La mattina del 16 marzo del 1978 Aldo Moro stava recandosi, accompagnato dalla scorta, al dibattito parlamentare per la fiducia al governo Andreotti, esecutivo che avrebbe visto la presenza organica del Partito Comunista di Berlinguer in maggioranza. Circa alle 9 del mattino, all’angolo tra via Fani e via Stresa, le due macchine che scortavano il presidente della DC furono bloccate da un commando di terroristi delle Brigate Rosse che uccisero i cinque uomini che avrebbero dovuto proteggere Moro e rapirono l’esponente democristiano. Fu così che iniziò la tragica vicenda del rapimento di Aldo Moro, durato 55 giorni e finito con il ritrovamento del cadavere del leader centrista dentro una Renault 4 rossa in via Caetani.

Secondo la ricostruzione più attendibile, a sparare furono, travestiti da avieri, Valerio Morucci, Franco Bonisoli, Prospero Gallinari e Raffaele Fiore, mentre Marco Moretti guidava la FIAT 128 che bloccò il convoglio e Bruno Seghetti la FIAT 132 usata per la fuga.

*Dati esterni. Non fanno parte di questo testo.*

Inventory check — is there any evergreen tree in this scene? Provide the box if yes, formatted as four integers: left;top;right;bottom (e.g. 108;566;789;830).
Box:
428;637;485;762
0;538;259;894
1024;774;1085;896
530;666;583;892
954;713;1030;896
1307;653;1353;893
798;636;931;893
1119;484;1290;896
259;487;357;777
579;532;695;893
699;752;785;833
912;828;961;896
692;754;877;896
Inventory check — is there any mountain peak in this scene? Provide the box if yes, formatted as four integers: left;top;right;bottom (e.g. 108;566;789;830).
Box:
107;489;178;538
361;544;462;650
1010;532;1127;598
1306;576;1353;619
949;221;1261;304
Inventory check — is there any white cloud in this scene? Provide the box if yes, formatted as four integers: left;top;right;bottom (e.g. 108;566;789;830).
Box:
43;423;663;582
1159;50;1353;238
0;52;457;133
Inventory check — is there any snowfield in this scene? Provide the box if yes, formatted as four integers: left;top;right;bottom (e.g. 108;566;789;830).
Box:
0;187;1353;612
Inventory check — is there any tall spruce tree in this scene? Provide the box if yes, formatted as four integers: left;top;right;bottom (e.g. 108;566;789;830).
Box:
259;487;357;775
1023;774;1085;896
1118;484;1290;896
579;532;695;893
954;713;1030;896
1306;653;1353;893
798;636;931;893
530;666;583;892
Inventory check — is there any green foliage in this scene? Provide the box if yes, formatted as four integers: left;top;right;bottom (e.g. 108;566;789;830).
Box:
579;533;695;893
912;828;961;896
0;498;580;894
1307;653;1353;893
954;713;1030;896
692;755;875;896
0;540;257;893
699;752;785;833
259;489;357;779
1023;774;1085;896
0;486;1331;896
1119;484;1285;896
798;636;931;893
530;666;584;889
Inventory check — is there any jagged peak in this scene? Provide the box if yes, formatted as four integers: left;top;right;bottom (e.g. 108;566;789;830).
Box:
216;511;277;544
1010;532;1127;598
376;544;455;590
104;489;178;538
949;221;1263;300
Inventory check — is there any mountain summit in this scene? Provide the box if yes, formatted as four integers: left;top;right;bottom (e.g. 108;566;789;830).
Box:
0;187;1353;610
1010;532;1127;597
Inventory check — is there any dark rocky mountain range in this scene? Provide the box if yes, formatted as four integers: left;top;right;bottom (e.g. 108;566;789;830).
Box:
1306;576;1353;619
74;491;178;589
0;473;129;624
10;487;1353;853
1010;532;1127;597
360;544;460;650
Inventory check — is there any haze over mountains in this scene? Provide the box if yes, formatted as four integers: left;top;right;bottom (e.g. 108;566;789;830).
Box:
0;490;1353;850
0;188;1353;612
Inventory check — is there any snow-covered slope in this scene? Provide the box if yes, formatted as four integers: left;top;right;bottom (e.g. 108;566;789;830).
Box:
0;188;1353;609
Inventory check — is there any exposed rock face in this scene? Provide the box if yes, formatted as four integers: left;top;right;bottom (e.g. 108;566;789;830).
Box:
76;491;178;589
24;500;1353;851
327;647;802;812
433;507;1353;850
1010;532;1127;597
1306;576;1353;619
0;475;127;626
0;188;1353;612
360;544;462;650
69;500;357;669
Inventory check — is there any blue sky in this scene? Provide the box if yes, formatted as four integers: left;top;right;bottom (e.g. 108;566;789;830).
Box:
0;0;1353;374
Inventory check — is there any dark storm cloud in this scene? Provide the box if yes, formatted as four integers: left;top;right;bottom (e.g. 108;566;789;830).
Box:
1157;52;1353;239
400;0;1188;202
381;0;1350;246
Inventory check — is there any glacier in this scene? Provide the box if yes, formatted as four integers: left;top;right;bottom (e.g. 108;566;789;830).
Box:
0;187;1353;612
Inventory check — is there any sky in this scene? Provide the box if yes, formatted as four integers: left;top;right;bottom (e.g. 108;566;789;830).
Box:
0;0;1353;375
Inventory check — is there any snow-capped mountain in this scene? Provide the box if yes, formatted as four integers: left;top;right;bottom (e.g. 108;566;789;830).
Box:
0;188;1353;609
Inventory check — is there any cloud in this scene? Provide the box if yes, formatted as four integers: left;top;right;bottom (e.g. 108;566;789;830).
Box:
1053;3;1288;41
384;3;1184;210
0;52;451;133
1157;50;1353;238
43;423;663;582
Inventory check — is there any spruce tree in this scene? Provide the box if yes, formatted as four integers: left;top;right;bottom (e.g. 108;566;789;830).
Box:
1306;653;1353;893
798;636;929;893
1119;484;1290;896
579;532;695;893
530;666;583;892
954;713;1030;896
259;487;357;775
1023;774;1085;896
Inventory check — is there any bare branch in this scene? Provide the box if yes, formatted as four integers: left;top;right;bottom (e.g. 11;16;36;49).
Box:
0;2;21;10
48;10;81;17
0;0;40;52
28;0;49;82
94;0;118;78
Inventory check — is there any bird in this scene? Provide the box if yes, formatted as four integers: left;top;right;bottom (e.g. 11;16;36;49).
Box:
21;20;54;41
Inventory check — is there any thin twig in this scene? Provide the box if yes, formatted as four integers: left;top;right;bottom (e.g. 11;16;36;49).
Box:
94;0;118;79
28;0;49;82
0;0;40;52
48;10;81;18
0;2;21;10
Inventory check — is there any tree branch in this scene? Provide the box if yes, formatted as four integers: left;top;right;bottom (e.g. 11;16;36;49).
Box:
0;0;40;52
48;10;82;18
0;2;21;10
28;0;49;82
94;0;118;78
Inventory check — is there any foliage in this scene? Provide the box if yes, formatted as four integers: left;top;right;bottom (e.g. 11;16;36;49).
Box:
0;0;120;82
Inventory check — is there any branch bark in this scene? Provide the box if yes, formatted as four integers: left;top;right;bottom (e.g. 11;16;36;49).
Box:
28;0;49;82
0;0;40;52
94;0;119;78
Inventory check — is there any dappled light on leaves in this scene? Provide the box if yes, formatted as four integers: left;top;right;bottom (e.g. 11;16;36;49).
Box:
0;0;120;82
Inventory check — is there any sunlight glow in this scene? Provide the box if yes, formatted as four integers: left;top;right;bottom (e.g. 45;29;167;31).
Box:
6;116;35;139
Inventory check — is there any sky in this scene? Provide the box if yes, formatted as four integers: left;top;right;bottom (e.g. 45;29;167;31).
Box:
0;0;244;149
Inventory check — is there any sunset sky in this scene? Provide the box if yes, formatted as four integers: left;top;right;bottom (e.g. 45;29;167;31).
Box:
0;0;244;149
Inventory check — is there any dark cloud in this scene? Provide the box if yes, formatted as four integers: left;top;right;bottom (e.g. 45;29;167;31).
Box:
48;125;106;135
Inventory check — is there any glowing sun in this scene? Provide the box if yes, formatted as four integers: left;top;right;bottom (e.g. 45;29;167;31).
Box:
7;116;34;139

Nel frattempo Alessio Casimirri, Alvaro Lojacono e Barbara Balzerani si occupavano di fermare il traffico e Rita Algranati, fuggita prima dell’attacco, aveva il compito di fare da vedetta dando il segnale dell’arrivo dell’auto di Moro in via Fani.

L’agguato fu così ben pianificato ed eseguito che non solo fu condotto in pochi secondi ma il maresciallo Oreste Leonardi, il vicebrigadiere Francesco Zizzi, l’appuntato Domenico Ricci e l’agente di Polizia Giulio Rivera morirono senza neanche essere riusciti ad estrarre le pistole, mentre l’agente Raffaele Iozzino riuscì solamente a sparare due colpi ma senza centrare il bersaglio.

Nelle prime ore subito dopo l’agguato, il Paese intero fu attraversato dall’inquietudine e dallo sgomento. Ma la risposta fu ferma: i sindacati proclamarono lo sciopero generale per solidarietà alla Repubblica, le forze politiche votarono, quasi all’unanimità, la fiducia al governo mentre si rincorrevano gli appelli alla resistenza contro la minaccia terroristica.

I 55 giorni che seguirono, oltre ad essere caratterizzati dalle indagini e dal dibattito tra trattativa e fermezza contro le BR, sono ancora al centro di diverse interpretazioni e ricostruzioni. Nella migliore tradizione italica, il rapimento e l’omicidio Moro fa parte di quel filone di misteri che hanno condizionato per almeno 25-30 anni la nostra Repubblica. Furono davvero solamente le BR a pianificare ed eseguire l’azione? Gli errori durante le indagini furono semplici errori o c’erano all’opera forze che non volevano la liberazione di Moro? I servizi segreti delle due superpotenze sono estranei alla vicenda? Una serie di dubbi che non trovano risposte ma che anzi si alimentano ogni giorno di più.